Does anyone buy Tide, Crest, or Pampers anymore? If you're among the 41 percent of Millennials who buy most or all of their products directly from brands (rather than retailers), it might not seem like it.
The fact is, plenty of people still do buy traditional brands, but that number is shrinking as every major product category--home goods, luggage, oral care, baby care, beauty, fashion, prescription drugs--is being disrupted by startups aiming to build a better, prettier mousetrap (or home security system, or cleaning product) and deliver it directly to your door. Many of these brands sell direct-to-consumer, or DTC, which means they can cut out the middle man (retailer) and invest the profits into growing the company.
How big is the DTC market, anyway?
While DTC still represents only 9.4 percent of the retail economy. That's out of a 5.3 trillion dollar pie. There are plenty of companies who want to get (or hang onto) their slice of that $498 billion.
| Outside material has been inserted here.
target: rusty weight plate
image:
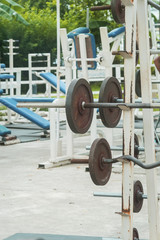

That number is only growing, thanks in part to some headline-grabbing early innovators. Casper, Allbirds, Warby Parker, and Glossier have all become multimillion and billion dollar companies in less than a decade. Some companies, like Dollar Shave Club and Bonobos, have even been acquired by Fortune 500 companies.
While it might seem like launching a DTC company is a surefire way to mint money, the competition has gotten a lot tougher. Many brands, both new and established, are competing to acquire the same customers in the same ways (namely, paid social media), so in order to get in--and grow like crazy--you need to have an exceptional product with a compelling and highly marketable story.
Compared with traditional brands, "challenger brands are investing more heavily in digital solutions that help them acquire new customers and retain the ones they have," explains Scott Silverman, co-founder of the CommerceNext e-commerce conference. "These solutions include AI for personalization and chatbots, customer data platforms, and programmatic television advertising."
Who are the DTC brands to watch?
As someone who's in the business of storytelling, I'm personally obsessed with discovering new DTC brands while they're still small, and you can actually hear the founder story from the founders themselves. To me, there's no better place to do this than at Foundermade, which hosts a single-day annual event for brands, buyers, investors, influencers, and the press in New York (May 15, 2020) and Santa Monica (October 14, 2020).
This year's NYC event featured dozens of startups in the arenas of beauty, F&B, health, and wellness--but with the notable addition of several small to mid-size CBD brands that are trying to establish a market within each subcategory. Where there were several fascinating brands, here are the three that stood out.
The average household contains dozens of toxic chemicals--many of which we're bringing in ourselves through the products we're using to keep our homes clean. The idea that we're spraying ingredients linked with asthma, allergies, and cancer onto our countertops made no sense to Jayna Crittenden, a North Carolina-based mother of three. Determined to help others go non-toxic, Crittenden launched SQUEAK by posting blogs and videos, telling people how to make their own safe DIY cleansers. It quickly turned into a full-blown business when people began clamoring to buy her own tried-and-true formulas. SQUEAK was relaunched as a line of 22 all-organic products (ranging from $6-14) designed to make cleaning safe, simple, and chemical-free. You can get SQUEAK products or bundles directly online, or at 25 small retailers across the country.
2. Dr. Kerklaan Therapeutics
While cannabidiol, a.k.a. CBD, only became legal here in the U.S. last year, Canada-based chiropractor Dr. Andrew Kerklaan, DC, has known about its potential health benefits for years. In 2017, he launched his eponymous wellness line of hemp-derived CBD-based products as a way of addressing his patients' search for natural, plant-based solutions that address specific concerns such as dry, irritated skin, tension, stiffness, and sleeplessness. The topical line consists of products for Relief, Sleep, PMS, and Skin and combine premium essential oils with Oregon-grown hemp extracts. Together, they function as a natural, plant-based approach to support people's well-being and improve their health. As interest in CBD and its benefits continues to take off, Dr. Kerklaan is becoming the go-to expert on the emerging science and potential health benefits of cannabidiol. Although Dr. Kerklaan Therapeutics is primarily a DTC brand, you can now purchase the products at Dillard's, Lord & Taylor, and at duty-free locations in major airports.
We all know we shouldn't be using plastic straws (they're a massive contributor to marine pollution) but many of us don't have a clean and convenient way to bring a metal version everywhere we go. Enter FinalStraw, a colorful sipper that collapses down and fits in a tiny case that can attach to your keychain (ensuring you actually use it). FinalStraw seems like one of those ingeniously simple ideas that anyone could come up with, but founder Emma Rose Cohen actually did with the support of a $1.8 million kickstarter campaign (her original goal? $12,500). It's $25 per straw (plus a cleaning wand), but it's a small price to pay for keeping sea life safe.
Correction: An earlier version of this post misstated the dates of Foundermade's annual brand events in New York City and Santa Monica, California. Respectively, they're on May 15, 2020 and October 14, 2020. It also added an unnecessary space to FinalStraw's name.